When Greg Kelly and Laura Herring relocated their family of four, they did what some might call unconventional. They moved into a home in the same neighborhood that was half the size of their previous home. Working with architect Richard Hall, they transformed a 1,200-square-foot 1954 ranch into something a little more in line with their needs and midcentury modern tastes. Hall tore down walls, opened the indoors to the outdoors and sculpted a house that was just right.



Photos of the renovation were published in the New York Times in November 2012, and later that year, the home also was featured on the local Remodelers Home Tour. Afterward one of the architects told Kelly that his wife had remarked that the mailbox did not work with the impressive renovation. Kelly couldn’t shake that comment. “I’m a bit of a perfectionist,” he says. “I didn’t obsess on it, but it always kind of bothered me.”



Shown: Kelly’s remodeled house with the standard mailbox designed by U.S. postal engineer Roy Joroleman in 1915.


Around the same time, Kelly, a business appraiser, picked up an issue of Atomic Ranch, a popular magazine for midcentury enthusiasts. In that issue a reader asked the magazine’s editor if she knew of any sources for ’50s period mailboxes. The frustrated reader had searched the Internet for authentic pieces and reproductions to no avail. Seeing this plea, Kelly thought, “I’m not alone on this.” The editor responded with “The retro. market seems to be wide open.” If one midcentury homeowner was struggling with the mailbox, there must be more, Kelly thought. He calls this his “aha” moment.

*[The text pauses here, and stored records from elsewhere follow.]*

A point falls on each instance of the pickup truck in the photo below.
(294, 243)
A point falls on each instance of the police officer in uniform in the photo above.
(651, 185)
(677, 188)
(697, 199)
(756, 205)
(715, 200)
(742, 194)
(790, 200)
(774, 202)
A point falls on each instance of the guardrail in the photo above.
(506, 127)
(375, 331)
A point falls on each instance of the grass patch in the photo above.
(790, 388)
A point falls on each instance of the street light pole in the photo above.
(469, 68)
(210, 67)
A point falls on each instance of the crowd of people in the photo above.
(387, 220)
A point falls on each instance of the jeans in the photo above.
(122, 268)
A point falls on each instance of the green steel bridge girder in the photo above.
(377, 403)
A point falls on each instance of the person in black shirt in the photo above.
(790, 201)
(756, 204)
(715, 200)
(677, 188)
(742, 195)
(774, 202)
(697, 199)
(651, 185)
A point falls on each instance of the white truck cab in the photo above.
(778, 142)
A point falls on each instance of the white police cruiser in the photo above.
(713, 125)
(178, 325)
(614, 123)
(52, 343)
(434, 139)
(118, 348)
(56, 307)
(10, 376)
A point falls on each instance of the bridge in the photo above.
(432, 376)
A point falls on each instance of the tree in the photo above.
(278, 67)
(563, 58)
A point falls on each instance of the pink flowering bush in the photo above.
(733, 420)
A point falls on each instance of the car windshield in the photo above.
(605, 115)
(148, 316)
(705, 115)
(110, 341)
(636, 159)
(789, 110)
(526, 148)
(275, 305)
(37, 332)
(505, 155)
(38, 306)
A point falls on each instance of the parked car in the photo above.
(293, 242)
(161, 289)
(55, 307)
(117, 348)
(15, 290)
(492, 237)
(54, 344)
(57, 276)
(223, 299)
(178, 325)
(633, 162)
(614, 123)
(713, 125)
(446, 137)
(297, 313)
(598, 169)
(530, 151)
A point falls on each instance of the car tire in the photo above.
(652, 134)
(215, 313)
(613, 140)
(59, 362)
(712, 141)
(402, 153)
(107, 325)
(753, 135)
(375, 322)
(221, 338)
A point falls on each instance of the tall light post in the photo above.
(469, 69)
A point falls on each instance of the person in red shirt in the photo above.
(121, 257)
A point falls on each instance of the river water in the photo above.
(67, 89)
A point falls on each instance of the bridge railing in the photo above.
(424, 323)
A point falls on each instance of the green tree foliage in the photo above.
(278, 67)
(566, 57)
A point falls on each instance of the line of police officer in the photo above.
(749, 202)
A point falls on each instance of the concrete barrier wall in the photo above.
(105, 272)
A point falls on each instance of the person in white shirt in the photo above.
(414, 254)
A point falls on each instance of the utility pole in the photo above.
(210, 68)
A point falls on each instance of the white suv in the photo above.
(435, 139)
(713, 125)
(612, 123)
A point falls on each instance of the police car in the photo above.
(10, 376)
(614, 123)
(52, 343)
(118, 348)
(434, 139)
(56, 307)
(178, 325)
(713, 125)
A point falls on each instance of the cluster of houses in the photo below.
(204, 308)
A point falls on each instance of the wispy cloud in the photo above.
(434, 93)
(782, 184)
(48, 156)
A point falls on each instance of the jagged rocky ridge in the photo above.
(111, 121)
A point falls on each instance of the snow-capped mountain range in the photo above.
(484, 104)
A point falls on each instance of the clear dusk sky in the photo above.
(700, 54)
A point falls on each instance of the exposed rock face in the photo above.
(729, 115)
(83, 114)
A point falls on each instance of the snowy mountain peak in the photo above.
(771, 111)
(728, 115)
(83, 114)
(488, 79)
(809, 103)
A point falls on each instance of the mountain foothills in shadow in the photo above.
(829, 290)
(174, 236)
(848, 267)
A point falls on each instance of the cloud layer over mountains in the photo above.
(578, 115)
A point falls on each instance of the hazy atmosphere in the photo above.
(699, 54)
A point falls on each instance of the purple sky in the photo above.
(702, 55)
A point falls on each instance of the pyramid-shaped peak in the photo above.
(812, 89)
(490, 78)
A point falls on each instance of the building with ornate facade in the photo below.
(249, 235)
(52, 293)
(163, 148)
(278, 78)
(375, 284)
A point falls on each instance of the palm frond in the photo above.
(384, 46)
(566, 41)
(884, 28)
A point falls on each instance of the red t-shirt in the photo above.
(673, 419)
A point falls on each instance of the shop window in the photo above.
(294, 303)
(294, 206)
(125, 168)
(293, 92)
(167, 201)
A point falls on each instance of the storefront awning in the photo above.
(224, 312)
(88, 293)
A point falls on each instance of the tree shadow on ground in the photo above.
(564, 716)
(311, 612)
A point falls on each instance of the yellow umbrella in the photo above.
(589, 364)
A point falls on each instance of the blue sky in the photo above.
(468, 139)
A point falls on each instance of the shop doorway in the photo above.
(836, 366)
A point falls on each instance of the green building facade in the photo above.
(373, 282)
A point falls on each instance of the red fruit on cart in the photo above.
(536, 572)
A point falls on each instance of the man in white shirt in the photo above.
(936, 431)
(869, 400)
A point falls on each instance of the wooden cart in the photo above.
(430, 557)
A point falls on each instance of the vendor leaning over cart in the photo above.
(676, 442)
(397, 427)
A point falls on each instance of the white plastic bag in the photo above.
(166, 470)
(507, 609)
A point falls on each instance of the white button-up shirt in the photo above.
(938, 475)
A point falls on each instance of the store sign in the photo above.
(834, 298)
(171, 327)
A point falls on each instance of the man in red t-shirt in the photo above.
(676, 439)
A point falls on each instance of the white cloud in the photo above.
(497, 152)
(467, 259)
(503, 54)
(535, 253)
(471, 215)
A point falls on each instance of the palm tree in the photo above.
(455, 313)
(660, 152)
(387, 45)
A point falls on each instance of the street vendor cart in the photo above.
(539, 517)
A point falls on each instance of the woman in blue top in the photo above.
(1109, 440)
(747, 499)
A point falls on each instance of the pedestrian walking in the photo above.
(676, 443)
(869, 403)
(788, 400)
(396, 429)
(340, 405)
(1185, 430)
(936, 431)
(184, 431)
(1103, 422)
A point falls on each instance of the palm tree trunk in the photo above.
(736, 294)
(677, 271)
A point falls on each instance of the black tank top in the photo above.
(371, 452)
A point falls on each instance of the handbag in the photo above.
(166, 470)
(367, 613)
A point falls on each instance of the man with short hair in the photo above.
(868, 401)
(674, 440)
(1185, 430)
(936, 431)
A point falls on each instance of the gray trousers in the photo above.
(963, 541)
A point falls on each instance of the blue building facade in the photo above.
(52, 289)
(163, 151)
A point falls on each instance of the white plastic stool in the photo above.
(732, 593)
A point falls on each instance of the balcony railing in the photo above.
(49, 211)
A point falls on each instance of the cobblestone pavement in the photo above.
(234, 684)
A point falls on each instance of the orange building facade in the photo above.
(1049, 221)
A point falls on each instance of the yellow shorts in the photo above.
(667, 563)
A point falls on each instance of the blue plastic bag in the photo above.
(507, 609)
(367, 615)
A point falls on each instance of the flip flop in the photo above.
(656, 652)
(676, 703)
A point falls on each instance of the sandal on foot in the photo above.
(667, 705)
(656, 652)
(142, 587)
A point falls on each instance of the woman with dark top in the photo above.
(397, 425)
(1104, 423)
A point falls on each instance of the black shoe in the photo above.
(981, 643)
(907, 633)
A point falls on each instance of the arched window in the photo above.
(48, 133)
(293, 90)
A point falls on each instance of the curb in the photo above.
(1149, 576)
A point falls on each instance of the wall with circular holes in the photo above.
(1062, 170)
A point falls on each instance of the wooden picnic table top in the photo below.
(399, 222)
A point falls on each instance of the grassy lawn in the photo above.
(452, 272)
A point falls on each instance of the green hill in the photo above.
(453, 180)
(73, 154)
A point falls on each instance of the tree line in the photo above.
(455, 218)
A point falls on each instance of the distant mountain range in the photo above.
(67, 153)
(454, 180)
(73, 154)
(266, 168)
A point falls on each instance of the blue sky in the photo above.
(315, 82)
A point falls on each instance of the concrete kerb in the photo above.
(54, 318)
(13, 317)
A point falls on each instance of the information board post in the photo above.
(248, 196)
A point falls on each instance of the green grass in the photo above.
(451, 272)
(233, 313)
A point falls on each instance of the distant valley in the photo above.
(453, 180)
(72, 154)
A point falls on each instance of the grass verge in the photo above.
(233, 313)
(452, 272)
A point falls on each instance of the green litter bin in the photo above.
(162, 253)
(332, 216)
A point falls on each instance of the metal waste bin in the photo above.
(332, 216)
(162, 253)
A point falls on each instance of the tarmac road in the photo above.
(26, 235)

The History of Midcentury Mailboxes


The atomic mailbox photo that accompanied the question intrigued Kelly. “I thought it might be patented,” he wrote on his blog documenting the quest. He scanned through decades of patents through the United States Patent and Trademark office, but none accompanied that mailbox design. Kelly then pored through catalogs and magazines from the ’50s, ’60s and ’70s for clues to the design’s origin. He found some leads, but the trail went cold. Where had this mailbox come from?



Kelly pursued an alternative avenue. He assembled and contacted as many approved U.S. mailbox manufacturers from the 1950s and 1960s as possible. “Everywhere I went, everything had been acquired,” he says. Of the 22 independent companies producing mailboxes in the United States in the early 1970s, only one — Fulton Corporation — still made mailboxes.


Kelly mailed the mailbox photo he had seen in Atomic Ranch to Fulton and asked if they knew who made it. A Fulton representative responded quickly to his request, stating: “I believe we did, at least I see one very much like what you sent, in one of our old catalogs … we stopped making it in 1993.” The rep included the original catalog shot of the company’s Sleek Suburban mailbox (highlighted in the photo here). Unfortunately Fulton no longer had the original dies that Kelly could repurpose, the way Modernica had done with Charles and Ray Eames’ original case study molds.